А «вышло» из этого очень многое. Специально-философские понятия отличаются одним любопытным свойством. Когда реальная, всем и каждому понятная проблема оказывается выраженной через них, она вдруг — не переставая быть по-прежнему понятной — поворачивается неожиданными для самого переводчика сторонами. Она проясняется в таких ее общих контурах, которые остаются вообще невидимыми до «перевода» с языка непосредственной жизни — на язык философии. Секрет этой удивительной способности философских понятий заключается в том, что эти понятия шлифовались веками и потому как бы сконденсировали в себе вековой и даже тысячелетний опыт мышления людей о себе и о мире. Поэтому-то любая проблема, вырастающая из гущи жизни и потому кажущаяся чисто «местной» проблемой уже только тем, что ее выразили через эти понятия, вдруг начинает выглядеть по-иному, так как она ставится тем самым в контекст всего всемирно-исторического опыта. Иногда она оказывается пустой и давно разрешенной. Иногда, наоборот, оказывается, что та маленькая трещинка, которую надеялись легко замазать несложными рассуждениями и действиями, на самом-то деле проходит через самое сердце современного мира, а потому составляет вовсе не узко-местную проблему, какой она до этого казалась, а принципиальную проблему всей современной культуры. А тем самым и всей человеческой культуры — как прошлой, где она не была решена, так и будущей, на долю которой досталось и решение, и необходимость этого решения.
Со Спинозой случилось именно это последнее. Но это стало ясно и для него самого, и для окружающих лишь позже. Лишь тогда, когда он выразил непосредственно-животрепещущую проблему, мучавшую и его, и тысячи его современников, через четко продуманные «философские» понятия, определения и категории. Только тогда она встала и перед ним, и перед последующими веками, во весь свой исполинский рост. Ее перестали загораживать мелочи и подробности, в одеянии коих она столкнулась с юношей Барухом Спинозой на улицах Амстердама.

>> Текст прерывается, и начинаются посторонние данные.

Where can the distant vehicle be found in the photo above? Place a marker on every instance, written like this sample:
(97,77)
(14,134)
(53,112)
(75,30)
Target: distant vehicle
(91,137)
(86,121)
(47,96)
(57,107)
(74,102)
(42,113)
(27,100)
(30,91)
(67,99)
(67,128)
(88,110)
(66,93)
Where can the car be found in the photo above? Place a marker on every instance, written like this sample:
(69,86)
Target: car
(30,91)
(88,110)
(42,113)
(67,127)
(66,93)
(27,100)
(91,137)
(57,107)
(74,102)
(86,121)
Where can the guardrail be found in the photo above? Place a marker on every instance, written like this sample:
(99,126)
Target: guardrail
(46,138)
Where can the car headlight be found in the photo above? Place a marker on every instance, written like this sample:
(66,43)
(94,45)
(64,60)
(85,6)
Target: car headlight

Если бы он ее через эти понятия не выразил, она прошла бы мимо него как десятки, сотни и тысячи местных амстердамских проблемок, — и он бы не узнал в этой прохожей ту бессмертную Музу Философии, с которой беседовали до него Сократ и Аристотель, Бруно и Декарт. Будущую собеседницу Ньютона и Лейбница, Фихте и Гегеля, Фейербаха и Маркса, Ленина и Брежнева… И нашу с вами собеседницу.